Fulgor de sal amarga
Se impone, allende el lamento, insistir en la lectura del Quijote de Miguel de Cervantes y en la Historia Verdadera de Bernal Díaz: en el caso de la mejor aventura jamás contada, la del Caballero de la Triste Figura, porque es abril y al llegar el día 23 con San Jorge se conmemora la muerte del genio que lo inventó (y también la muerte en otro calendario de un tal Shakespeare) y en el caso de la crónica escrita por un soldado memorioso (que es al mismo tiempo, novela) porque quien lo lea o relea por estos días andará los párrafos con la vista leyendo escenas que transcurren hace exactamente 500 años.

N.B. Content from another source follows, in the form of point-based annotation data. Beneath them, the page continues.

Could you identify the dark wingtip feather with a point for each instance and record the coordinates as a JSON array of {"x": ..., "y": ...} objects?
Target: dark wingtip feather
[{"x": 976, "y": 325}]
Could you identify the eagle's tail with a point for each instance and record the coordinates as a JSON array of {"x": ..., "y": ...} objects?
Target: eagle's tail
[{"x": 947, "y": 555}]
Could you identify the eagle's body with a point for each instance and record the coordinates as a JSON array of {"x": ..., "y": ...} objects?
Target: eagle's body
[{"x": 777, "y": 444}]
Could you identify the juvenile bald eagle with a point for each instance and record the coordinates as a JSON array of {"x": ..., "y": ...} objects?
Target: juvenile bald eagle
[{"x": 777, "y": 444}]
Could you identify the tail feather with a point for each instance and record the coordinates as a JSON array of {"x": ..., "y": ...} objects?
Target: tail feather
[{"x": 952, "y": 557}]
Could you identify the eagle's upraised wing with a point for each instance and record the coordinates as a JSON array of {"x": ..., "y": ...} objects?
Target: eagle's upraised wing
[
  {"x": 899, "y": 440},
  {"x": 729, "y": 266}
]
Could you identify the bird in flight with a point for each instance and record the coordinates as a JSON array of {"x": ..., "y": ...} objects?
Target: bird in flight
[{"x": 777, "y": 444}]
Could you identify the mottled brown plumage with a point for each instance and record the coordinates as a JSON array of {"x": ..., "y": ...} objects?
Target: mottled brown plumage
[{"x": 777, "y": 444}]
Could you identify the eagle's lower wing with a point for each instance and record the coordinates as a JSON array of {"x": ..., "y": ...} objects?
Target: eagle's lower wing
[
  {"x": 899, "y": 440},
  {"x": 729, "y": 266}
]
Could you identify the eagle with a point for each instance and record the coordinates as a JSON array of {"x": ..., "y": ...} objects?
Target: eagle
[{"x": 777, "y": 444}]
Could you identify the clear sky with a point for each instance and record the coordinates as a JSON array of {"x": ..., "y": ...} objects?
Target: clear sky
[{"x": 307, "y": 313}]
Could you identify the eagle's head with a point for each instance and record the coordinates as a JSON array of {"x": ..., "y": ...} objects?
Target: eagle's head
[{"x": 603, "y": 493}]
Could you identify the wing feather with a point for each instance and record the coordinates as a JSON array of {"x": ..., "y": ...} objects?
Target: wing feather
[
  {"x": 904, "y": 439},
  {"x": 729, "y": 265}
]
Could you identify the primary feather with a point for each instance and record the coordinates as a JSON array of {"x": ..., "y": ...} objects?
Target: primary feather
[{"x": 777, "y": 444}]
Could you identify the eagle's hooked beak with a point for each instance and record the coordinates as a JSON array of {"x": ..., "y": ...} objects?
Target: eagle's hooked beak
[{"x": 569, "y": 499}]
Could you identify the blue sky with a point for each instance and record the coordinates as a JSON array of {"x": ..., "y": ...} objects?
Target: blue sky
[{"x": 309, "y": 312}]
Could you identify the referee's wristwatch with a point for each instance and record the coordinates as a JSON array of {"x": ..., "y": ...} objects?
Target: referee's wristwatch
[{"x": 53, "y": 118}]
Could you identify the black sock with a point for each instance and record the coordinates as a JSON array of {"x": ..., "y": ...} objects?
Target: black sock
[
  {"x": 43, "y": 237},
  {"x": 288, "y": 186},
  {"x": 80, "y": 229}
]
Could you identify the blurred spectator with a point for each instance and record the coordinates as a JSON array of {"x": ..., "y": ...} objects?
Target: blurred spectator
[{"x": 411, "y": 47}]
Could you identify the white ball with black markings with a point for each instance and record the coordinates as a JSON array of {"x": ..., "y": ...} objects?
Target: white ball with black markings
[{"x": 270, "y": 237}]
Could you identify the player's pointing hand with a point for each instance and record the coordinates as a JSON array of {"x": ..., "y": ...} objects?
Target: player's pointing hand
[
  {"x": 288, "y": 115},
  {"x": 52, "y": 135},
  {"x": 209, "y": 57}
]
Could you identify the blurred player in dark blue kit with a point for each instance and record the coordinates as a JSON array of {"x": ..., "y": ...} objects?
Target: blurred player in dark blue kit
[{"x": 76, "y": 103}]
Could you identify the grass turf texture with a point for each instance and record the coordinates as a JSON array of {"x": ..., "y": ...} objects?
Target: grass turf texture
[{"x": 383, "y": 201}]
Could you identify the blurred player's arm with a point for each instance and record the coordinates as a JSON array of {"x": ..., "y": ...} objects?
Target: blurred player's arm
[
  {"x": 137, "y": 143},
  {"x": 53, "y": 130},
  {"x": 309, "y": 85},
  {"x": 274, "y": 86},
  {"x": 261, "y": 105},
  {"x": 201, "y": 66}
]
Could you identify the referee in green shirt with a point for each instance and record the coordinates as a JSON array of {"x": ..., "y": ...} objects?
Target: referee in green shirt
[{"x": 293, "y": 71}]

En ambos casos, la lectura o relectura se impone por obligada prudencia ante la ignorancia y por puro asombro ante la amnesia.
De niño, en un bosque de infancia que viví en otro idioma, a mi madre le leían en voz alta las andanzas de Alonso Quijano el Bueno y también las Cartas de Hernán Cortés combinadas con una lujosa edición –empastada en madera—de la detallada bitácora de Bernal. Mi madre había sufrido una trombosis cerebral antes recién casada y mi infancia es la lenta recuperación de su memoria, pero también el milagro de ser testigo participante de cómo pasó ella misma a leer esos libros en voz alta y luego, cederme el obsequio de intentar leerlos yo mismo. Sin embargo, desde la infancia se me enredaban las tramas y puedo asegurar ya sin tanta vergüenza que hubo un tiempo en que podría jurar que Sancho acompaña a Don Quijote en una aventura sinpar para escalar el Popocatépetl en busca de azufre o la luminosa mañana en que el Capitán Cortés confunde unos templos en Cholula con inmensos gigantes de cráneo en cono; está la noche en que Bernal baja como espeleólogo a la Cueva de Montesinos y el viaje de Pedro de Alvarado a lomos de Clavileño, volando por las nubes en la batalla de Nochistlán y los miles de indígenas capitaneados por Caballeros Águila y Jaguar que se enfrentan a la hueste de Pentapolín y Caraculambrio, sin saber que eran cabras y ovejas de una ensoñación que ha de prolongarse con el tiempo hasta el Sol de hoy en que sigo acudiendo a Cervantes y Bernal para paliar la llegada de la enrevesada primavera en que una vez más se multiplican las opiniones, apreciaciones y conclusiones entorno a la fascinante confusión entre el ensueño y la realidad, sin apuntalar lo mucho que no haría de bien volver a leer el pretérito con la mirada limpia y el ánimo encendido en viajar al pasado para entender con prudencia y lucidez el presente… y fertilizar el futuro, tal como cada amanecer en el que un caballero andante intentaba conquistar el mundo más allá de la Mancha o la callada traducción de sabores, miradas y maneras con las que un soldado cronista intentaba mirarle los ojos a los hijos del Quinto Sol.
Debo a un arcángel la evocación de un poema de Papá Eliseo Diego donde le reza a Miguel de Cervantes, padre nuestro en el idioma y en la entraña, el lamento de una vida de Apenas pan,/algo de cárcel,/y no se vive de esperanzas:/la sonrisa que nos abriga/fulgor será de sal amarga y tengo para mí que es como desearle el mínimo consuelo de que sea leído así pasen los siglos y que su presencia vuelva latente –por lo menos, cada abril—como deseo que también suceda con la crónica de Bernal, memoria en papel de un prodigioso instante en que la utopía de un mundo nuevo se volvió palpable con la invención de México.